Nate Silver touted the role of statistics in reporting to an audience of hundreds of journalists at the ONA13 conference on Friday, but he will not be paying much attention to the traffic numbers of his own blog FiveThirtyEight – at least not initially.
Silver, who signed a massive deal with ESPN to expand FiveThirtyEight beyond politics into sports, economics and culture, said analytics will not drive coverage decisions in the first months of the venture’s relaunch.
“I’m not sure we’re going to be spending a ton of time in the first six months checking our traffic reports every day,” Silver said in an interview after the keynote. “We’re engaged in the business of brand-building, and with ESPN, it is a long-term play.”

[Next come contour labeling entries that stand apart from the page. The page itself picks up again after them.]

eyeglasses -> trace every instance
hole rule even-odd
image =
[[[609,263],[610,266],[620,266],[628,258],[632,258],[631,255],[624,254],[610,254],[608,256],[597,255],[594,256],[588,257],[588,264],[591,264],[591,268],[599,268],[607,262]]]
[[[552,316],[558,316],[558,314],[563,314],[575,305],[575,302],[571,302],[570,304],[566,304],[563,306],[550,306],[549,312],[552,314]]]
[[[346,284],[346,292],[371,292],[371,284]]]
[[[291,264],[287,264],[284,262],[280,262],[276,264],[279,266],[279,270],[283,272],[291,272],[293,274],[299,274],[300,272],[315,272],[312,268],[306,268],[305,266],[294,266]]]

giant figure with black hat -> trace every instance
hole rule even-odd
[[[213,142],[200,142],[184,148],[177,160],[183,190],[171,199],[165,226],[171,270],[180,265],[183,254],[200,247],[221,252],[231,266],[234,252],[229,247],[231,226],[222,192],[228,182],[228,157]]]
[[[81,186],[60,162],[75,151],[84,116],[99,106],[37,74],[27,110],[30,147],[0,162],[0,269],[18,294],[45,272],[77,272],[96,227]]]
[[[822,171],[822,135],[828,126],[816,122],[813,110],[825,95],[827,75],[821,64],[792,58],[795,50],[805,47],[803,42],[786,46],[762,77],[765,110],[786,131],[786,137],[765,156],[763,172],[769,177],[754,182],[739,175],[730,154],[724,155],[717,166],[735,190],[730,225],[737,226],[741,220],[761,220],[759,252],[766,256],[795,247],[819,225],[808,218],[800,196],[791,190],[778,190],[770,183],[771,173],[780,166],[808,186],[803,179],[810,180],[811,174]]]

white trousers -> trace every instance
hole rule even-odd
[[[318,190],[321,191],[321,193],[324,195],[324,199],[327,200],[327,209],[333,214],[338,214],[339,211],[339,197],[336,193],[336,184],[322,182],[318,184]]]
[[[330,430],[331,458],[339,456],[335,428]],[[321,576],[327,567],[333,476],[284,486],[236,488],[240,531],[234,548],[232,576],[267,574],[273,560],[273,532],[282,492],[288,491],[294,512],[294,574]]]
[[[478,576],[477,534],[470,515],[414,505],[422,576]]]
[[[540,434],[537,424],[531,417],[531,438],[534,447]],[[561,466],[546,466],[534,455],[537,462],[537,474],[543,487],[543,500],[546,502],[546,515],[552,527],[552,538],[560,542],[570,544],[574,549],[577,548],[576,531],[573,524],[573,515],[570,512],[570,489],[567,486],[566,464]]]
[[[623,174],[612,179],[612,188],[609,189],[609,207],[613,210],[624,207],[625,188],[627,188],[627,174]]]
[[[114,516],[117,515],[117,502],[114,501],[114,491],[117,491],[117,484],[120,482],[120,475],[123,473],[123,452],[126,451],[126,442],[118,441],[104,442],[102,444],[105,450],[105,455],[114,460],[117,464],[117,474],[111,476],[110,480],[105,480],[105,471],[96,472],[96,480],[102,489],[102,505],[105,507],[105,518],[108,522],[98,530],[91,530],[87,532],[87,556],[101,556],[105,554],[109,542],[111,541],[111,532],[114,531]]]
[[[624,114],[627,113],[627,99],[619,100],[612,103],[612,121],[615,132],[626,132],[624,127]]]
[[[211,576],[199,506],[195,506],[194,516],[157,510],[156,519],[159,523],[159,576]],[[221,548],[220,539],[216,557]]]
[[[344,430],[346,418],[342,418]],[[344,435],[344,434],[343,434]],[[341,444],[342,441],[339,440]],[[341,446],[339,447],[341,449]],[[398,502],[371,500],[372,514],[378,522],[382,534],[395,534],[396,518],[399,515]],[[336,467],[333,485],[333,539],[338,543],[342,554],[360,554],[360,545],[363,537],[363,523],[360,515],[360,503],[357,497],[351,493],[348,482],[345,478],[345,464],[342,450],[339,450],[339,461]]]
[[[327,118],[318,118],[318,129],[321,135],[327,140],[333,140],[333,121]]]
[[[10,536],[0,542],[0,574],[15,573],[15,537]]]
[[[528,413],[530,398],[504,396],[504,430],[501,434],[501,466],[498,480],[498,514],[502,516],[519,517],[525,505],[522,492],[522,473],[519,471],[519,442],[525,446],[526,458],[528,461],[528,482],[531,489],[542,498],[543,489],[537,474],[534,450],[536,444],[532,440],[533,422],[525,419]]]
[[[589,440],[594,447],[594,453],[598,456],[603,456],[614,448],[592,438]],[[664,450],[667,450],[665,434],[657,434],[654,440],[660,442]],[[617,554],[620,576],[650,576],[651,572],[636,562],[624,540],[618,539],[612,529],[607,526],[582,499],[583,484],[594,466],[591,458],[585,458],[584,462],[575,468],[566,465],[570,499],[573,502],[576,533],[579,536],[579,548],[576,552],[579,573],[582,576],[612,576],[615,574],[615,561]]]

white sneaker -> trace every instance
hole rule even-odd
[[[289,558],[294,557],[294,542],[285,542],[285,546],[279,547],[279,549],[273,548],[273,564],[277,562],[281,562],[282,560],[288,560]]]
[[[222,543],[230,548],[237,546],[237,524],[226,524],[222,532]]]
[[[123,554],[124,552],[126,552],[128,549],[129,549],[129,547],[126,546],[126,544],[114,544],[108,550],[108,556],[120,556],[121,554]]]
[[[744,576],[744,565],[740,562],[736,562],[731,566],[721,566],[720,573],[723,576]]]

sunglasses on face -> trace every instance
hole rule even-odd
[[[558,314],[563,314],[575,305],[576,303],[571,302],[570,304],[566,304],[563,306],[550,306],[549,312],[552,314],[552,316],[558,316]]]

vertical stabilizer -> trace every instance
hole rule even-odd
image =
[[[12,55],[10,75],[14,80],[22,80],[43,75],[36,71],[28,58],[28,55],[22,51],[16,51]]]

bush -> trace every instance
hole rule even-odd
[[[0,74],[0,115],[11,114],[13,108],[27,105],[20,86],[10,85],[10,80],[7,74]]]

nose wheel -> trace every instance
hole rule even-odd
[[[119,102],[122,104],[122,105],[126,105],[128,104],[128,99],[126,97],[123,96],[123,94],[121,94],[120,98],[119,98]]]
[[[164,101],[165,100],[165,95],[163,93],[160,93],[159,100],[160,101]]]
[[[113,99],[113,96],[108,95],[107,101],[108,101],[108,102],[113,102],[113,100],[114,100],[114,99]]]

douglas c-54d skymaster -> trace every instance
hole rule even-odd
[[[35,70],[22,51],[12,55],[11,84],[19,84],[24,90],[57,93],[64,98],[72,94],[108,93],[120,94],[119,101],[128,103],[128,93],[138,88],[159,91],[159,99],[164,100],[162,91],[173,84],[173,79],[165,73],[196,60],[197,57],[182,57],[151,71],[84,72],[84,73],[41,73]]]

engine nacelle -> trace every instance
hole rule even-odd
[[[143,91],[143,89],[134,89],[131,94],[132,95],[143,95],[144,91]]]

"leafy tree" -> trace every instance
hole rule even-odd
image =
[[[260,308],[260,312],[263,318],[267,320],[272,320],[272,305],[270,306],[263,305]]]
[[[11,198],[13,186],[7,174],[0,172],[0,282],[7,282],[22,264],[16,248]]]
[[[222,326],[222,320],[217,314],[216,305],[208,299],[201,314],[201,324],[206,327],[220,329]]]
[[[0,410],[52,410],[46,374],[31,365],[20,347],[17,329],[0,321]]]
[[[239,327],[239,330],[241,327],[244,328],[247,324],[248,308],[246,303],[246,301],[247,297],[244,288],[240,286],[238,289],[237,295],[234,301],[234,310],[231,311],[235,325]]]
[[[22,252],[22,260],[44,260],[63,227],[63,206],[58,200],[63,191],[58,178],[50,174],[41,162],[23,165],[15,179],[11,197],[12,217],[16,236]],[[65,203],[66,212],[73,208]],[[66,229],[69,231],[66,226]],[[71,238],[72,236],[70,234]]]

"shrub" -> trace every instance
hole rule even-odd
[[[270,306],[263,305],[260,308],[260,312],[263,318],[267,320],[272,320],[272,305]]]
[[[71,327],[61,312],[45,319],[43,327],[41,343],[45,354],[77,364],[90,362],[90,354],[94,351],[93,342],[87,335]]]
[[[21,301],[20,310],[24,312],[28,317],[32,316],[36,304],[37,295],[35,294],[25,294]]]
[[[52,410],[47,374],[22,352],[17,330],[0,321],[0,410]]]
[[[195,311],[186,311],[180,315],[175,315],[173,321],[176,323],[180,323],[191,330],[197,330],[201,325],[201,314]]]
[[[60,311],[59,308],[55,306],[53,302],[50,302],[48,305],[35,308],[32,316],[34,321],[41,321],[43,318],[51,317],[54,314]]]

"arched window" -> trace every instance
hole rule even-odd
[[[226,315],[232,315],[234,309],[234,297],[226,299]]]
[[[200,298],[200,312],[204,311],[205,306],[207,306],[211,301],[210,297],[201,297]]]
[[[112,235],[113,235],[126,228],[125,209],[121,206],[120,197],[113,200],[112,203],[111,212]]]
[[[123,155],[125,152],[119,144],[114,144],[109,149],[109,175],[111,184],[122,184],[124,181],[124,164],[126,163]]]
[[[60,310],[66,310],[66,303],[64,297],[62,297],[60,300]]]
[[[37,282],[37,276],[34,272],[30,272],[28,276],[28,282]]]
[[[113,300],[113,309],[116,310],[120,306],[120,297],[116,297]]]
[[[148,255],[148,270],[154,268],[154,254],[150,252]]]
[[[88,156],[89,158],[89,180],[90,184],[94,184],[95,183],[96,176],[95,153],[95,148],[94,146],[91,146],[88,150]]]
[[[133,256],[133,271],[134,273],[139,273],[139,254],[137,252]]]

The guidelines for data-driven journalism Silver presented in his keynote speech stress the idea that data require context. Even data that show a positive outcome most of the time must be viewed in the right perspective.
“If you play Russian roulette, you have an 83 percent chance of surviving. That doesn’t make it a good idea,” he said.
Silver emphasized in an interview that FiveThirtyEight’s initial metrics will also be analyzed with context in mind. The context in this case is a brand-building strategy focused on long-term trust gain.
“The objective should be more long-term focus in terms of how you build a brand,” he said. “Just because you have something easy to quantify, it doesn’t mean that it necessarily gives you the right business strategies.”
Silver also warned the audience against overstating the importance of outliers. In his keynote, he said journalists often overanalyze data points that should simply be ignored.
“For example, if there are 19 polls in a row that come out showing Barack Obama ahead in Minnesota, a 20th poll comes out and it’s an outlier that shows Mitt Romney ahead instead. That poll is likely to get a lot more attention,” Silver said.
Silver is applying the same concept to his business strategy for FiveThirtyEight. True to ESPN style, he used a sports metaphor to explain that he will not be chasing big-hit posts that drive traffic, instead favoring contributors who consistently write articles that do well.
“Someone who maybe kind of hits for a lot of base hits is someone who I think might be better over the long run than someone who has a home run now and then but strikes out a lot and can actually damage your brand on the worst day,” he said.